Aujourd'hui, quand on associe le rap à Toronto, on pense à Drake. Cependant, bien avant que celui-ci ne soit une star et qu'il n'attire l'attention vers celle qu'on appelle désormais "The Six", la métropole était déjà une terre de rap. C'était, pour citer un exemple parmi bien d'autres, la base de Hand'Solo, un label qui, à partir de 1996, a joué un rôle clé dans l'underground canadien, et qui, aujourd'hui encore, défend avec vigueur une esthétique qu'on pourrait qualifier de "backpacker avancé" : encore très ancrée dans les années 90, mais différente, singulière, soit pour son côté loufoque, soit pour son rejet des routines.

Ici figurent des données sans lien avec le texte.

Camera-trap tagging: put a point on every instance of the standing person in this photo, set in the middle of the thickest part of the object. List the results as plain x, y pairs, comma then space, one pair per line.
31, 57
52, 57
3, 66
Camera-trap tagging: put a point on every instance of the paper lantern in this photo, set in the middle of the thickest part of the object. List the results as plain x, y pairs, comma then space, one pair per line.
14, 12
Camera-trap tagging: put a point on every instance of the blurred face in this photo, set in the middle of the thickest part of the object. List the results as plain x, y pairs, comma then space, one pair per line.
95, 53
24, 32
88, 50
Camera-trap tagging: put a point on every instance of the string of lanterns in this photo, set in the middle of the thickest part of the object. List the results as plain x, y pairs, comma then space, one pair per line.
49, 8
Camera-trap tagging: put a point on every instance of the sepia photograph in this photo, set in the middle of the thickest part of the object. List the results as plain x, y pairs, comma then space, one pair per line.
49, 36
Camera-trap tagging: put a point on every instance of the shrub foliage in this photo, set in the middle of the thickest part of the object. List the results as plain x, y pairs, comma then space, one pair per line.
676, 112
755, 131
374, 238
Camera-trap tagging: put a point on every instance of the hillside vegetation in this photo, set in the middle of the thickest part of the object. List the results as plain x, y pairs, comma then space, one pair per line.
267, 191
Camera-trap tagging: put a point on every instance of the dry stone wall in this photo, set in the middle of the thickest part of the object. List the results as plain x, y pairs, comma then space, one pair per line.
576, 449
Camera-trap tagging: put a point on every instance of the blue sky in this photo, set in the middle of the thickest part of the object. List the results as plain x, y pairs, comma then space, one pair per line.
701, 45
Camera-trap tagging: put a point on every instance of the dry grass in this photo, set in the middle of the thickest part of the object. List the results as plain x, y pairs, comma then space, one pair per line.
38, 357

RoyceBIRTH, leur dernière signature, un rappeur et beatmaker issu de Toronto même, ne déroge pas à la règle.
Même s'il est associé à eux depuis qu'il a contribué à Treat of The Day, l'album le plus célébré du rappeur maison Ghettosocks, RoyceBIRTH a pourtant peu en commun avec les garçons nerdy, déjantés et souvent blancs qui sont légions sur ce label. Il a lui aussi des bases boom bap solides, comme il l'a prouvé sur son deuxième album, un Caesar Is Home assez classieux dans le genre. Comme ses collègues d'Hand'Solo, aussi, il n'hésite pas à défier et maltraiter cet héritage. Mais sa démarche est plus ouvertement et plus sérieusement expérimentale, comme le laisse supposer le titre de ce troisième album, Art of Fire!!. Sur celui-ci, en effet, notre homme se joue des machines et de sa voix, il fait du hip-hop sens dessus dessous, et il l'infuse d'une énergie et de guitares hargneuses, avec quelques moments rock'n'roll, comme la suite formée par "Deliberate Or", "Abandon U" et "The Rhythm, The Rebel", ou plus tard "Let the Devil Win".
RoyceBIRTH aime se réinventer. Alors que le sombre et brut Caesar Is Home marquait déjà une rupture avec la soul, le jazz et les chants du mélodique theREBIRTH, son premier album, Art of Fire!! pousse la démarche plus loin encore. Seules les percussions bizarres de titres comme "City in my Soul" et "Hello World", présageaient autrefois de ce qu'il nous offre ici, à savoir un hip-hop psychédélique semé de distorsions sonores, de guitares malmenées et de raps étouffés. Avec cet album, nous sommes près du Edan de Beauty and the Beat, mais en plus frénétique, bruitiste et lo-fi, un Edan influencé par l'ère punk, plutôt que par la pop sixties.
Le résultat est, à vrai dire, moins concluant. Comme nombre d'expérimentateurs, RoyceBIRTH s'égare parfois trop loin dans le bruit et les effets. Mais il convainc aussi. Malgré la voix masquée, "Goodbye!" est efficace comme du bon vieux boom bap. Les raps de "In My Darkest Hour" collent avec ses percussions brutales et sa mélodie en arrière-plan. Si la boucle toute en handclaps de la chanson d'amour "Kismet" est fatigante, celle de "I Wasn't Taught" est proprement hypnotique, tout comme la rythmique d'un "Root For the Villain" presque kraut rock. En somme, on pourra reprocher beaucoup de choses au producteur et rappeur de Toronto, mais sûrement pas de bouger, d'évoluer, de chercher. Et parfois même, de trouver.